Following both the death of loved ones who were always of great support to him and the cruelties inflicted by the Ta’if townspeople, God honored Prophet Muhammad with the Ascension, allowing him to travel to the spiritual realms. One night, accompanied by Archangel Gabriel, the Prophet was taken from the Sacred Mosque in Makka to the al-Aqsa Mosque in Jerusalem; from there, he was raised to the great station known as Sidrat al-Muntaha, the highest point of any created being's rise and nearness to God. Thereafter, the Prophet was raised to God’s Presence, transcending space and time. This miracle served as an indication that Islam would now move beyond Makka, where it had been confined for the past ten years, and spread to distant lands and nations. Because during this spiritual journey, Prophet Muhammad had led the prayer before the souls of all the previous Prophets, some of whose followers remained in his day and at present. The first part of this journey is called the Night Journey (Isra) and is described in the seventeenth chapter of the Qur’an, which bears the same name. As for the Ascension (Mi’raj), it is described in the first verses of the chapter entitled al-Najm (53:1-18) and is confirmed through many Prophetic Traditions. That the Ascension occurred one year before the Emigration on the twenty-seventh night of the month of Rajab has been generally accepted.
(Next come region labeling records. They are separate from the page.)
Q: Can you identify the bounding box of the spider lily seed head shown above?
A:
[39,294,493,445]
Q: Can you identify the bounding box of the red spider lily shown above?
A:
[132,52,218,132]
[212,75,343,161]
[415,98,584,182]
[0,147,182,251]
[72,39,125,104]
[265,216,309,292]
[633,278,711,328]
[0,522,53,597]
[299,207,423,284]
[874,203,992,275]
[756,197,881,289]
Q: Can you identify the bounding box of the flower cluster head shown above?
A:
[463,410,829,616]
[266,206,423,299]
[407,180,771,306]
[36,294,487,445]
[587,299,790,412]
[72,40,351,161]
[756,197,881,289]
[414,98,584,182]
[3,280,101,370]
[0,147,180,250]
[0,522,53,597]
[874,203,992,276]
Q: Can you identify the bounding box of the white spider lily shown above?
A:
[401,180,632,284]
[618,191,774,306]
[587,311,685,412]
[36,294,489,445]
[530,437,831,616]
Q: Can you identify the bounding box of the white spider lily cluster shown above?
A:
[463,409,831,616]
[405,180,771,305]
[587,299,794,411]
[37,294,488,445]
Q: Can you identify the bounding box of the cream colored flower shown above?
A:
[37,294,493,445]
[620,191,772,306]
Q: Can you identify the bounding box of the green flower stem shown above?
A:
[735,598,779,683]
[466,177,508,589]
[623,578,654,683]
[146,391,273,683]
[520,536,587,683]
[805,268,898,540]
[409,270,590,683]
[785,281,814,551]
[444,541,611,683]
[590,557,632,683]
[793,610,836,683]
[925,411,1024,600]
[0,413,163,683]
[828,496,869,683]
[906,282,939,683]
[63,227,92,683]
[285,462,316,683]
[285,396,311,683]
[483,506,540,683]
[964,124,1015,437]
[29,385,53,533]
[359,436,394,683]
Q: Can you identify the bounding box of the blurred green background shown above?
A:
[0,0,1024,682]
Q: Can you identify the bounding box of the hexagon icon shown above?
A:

The Ascension elevated the spirituality of the Prophet, consolidated the faith of the believers, and increased the hostility of the polytheists. When the Prophet related this incident to the Makkans, they denied it, dismissing it as fanciful and fabricated. Despite the fact that they received correct information in response to their questions regarding the exact whereabouts of a caravan returning to Makka from Jerusalem, they persisted in their denial. Even if the polytheists wanted to put Abu Bakr in an awkward position by mockingly relating the situation to him, he affirmed its veracity saying, “If Muhammad himself says this, then it must true,” and thus took on the title of al-Siddiq (Verifier of the Truth). The five daily prayers were enjoined on this night, the last verses of the Qur’anic chapter al-Baqara (2:285-286) were revealed on this night, and the forgiveness of all those who do not associate partners with God was proclaimed. The following principles commanded in the chapter relating directly to this night are significant in terms of demonstrating Islam's basic approach to certain issues:
- To worship none other than God;
- To treat one’s parents with the best of kindness;
- To give relatives, the destitute, and travelers their due;
- Not to be miserly or squander one’s wealth;
- Not to kill children for fear of poverty;
- Not to draw near to any unlawful sexual intercourse;
- Not to kill;
- Not to usurp the property of orphans;
- To keep promises;
- To be accurate in measurements;
- Not to pursue that of which one has no knowledge;
- Not to walk on the earth in self-conceit or arrogance (Quran, Surah Al-Isra 17/22-39).